Design, tecniche di costruzione ma anche energia e prodotti per il sistema casa: nonostante la crisi immobiliare il settore dell'edilizia si trasformerà rapidamente nella Repubblica popolare e l'Italia può conquistarsi nuovi spazi. Ne hanno parlato a Pechino architetti e imprenditori in un convegno organizzato dall'Ambasciata e dalla Camera di commercio


12/03/2026 10:42

di Mauro Romano - Class Editori

settimanale
Paolo Desideri, architetto e fondatore dello studio Abdr

Rigenerazione urbana, del design e delle tecniche di costruzione: a dispetto della crisi immobiliare, tuttora incombente in Cina,i temi trattati nella decima edizione dell'Italian Design Day, organizzato a Pechino il 10 marzo dall’Ambasciata d’Italia  e dall’Istituto Italiano di Cultura, in collaborazione con la Camera di Commercio Italiana in Cina, ha aperto nuove prospettive anche di business per molte imprese italiane che si occupano non solo di edilizia ma anche della filiera della transizione energetica in una propsettiva di sostenibilità.

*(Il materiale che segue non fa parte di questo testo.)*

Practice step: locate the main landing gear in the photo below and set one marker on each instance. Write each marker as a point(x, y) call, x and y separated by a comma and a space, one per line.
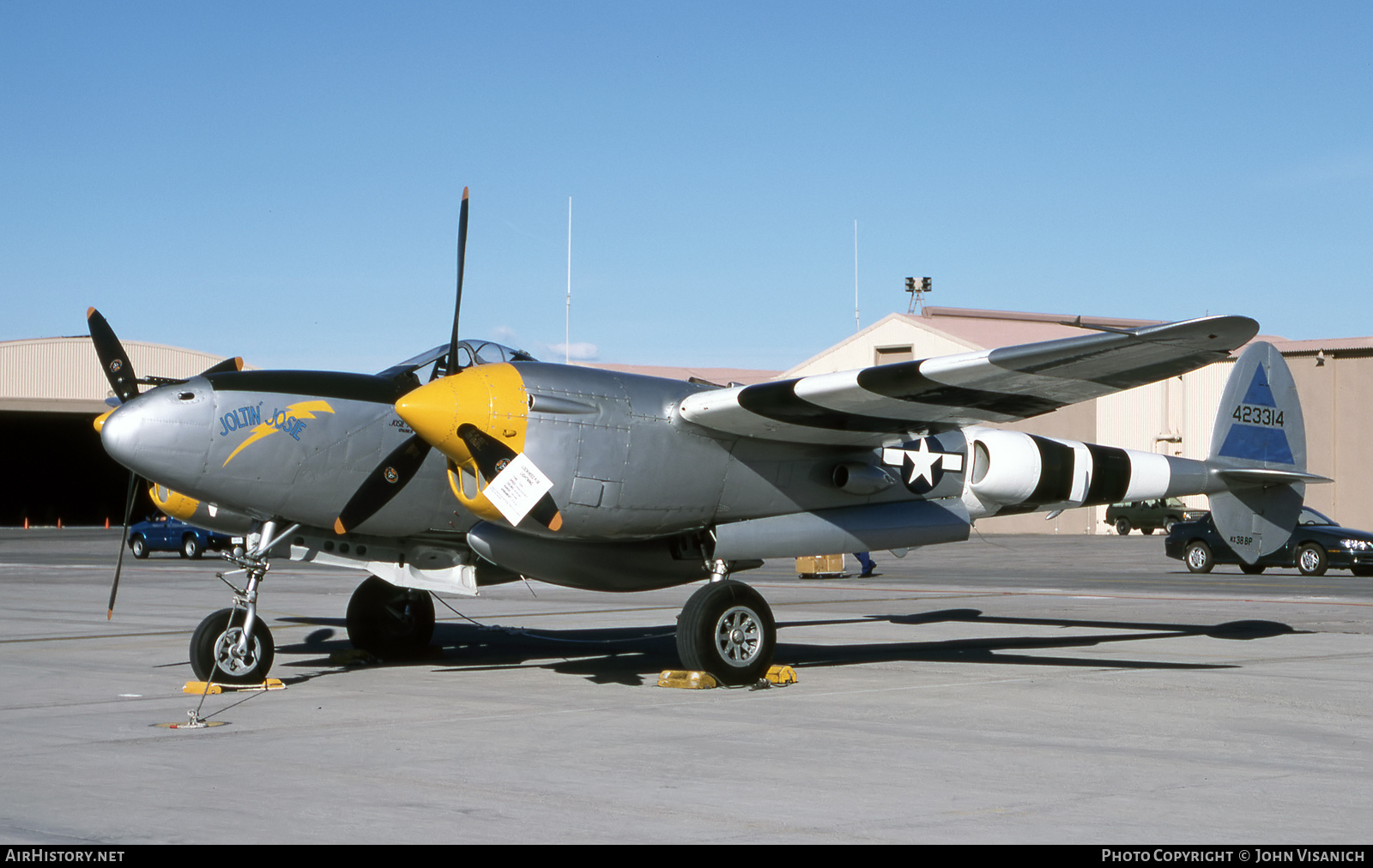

“RE-DESIGN. Regenerating Spaces, Objects, Ideas, Relations” era il titolo della manifestazione e della tavola rotonda che ha visto come protagonista Paolo Desideri, architetto, fondatore dello studio romano Abdr, e professore emerito presso l’Università Roma Tre, che ha anche incontrato i rappresentanti dell' Istituto Municipale di Pianificazione e Progettazione Urbana di Pechino, per capire le opportunità di collaborazioni future, anche con le imprese italiane.

Desideri ha illustrato la sua filosofia progettuale attraverso casi d'eccellenza come la nuova stazione Porta Metronia di Roma, esempio di rigenerazione urbana che rende l'infrastruttura di mobilità un museo diffuso, uno spazio di transito che integra e valorizza il patrimonio archeologico, trasformandosi in un luogo culturale e pubblico che restituisce vita al tessuto storico della città.

Lo scambio di vedute tra l'accademia e i rappresentanti del mondo imprenditoriale italiano e cinese ha permesso di esplorare i punti di contatto tra l’esperienza italiana e quella cinese nel campo della rigenerazione urbana, del design e delle tecniche di costruzione, permettendo di individuare possibili collaborazioni a livello istituzionale, accademico ed imprenditoriale.

«La rigenerazione urbana va al di là del refitting degli edifici, richiede un ripensamento delle città come un ecosistema integrato dove società civile, industria e tecnologia interagiscono», ha sottolineato tra l'altro Massimo Bagnasco, che da oltre 20 anni segue le attività di Progetto CMR in Cina ed è ceo China Europe Carbon Neutral Technology Co. a Chengdu, «il vero motore della vitalità urbana sono le persone; gli spazi fisici, interni ed esterni, dovrebbero essere modellati per questo scopo. Le trasformazioni di successo spesso derivano dall'attrarre utenti e dal rimodellare le dinamiche sociali, piuttosto che dalla sola innovazione architettonica». 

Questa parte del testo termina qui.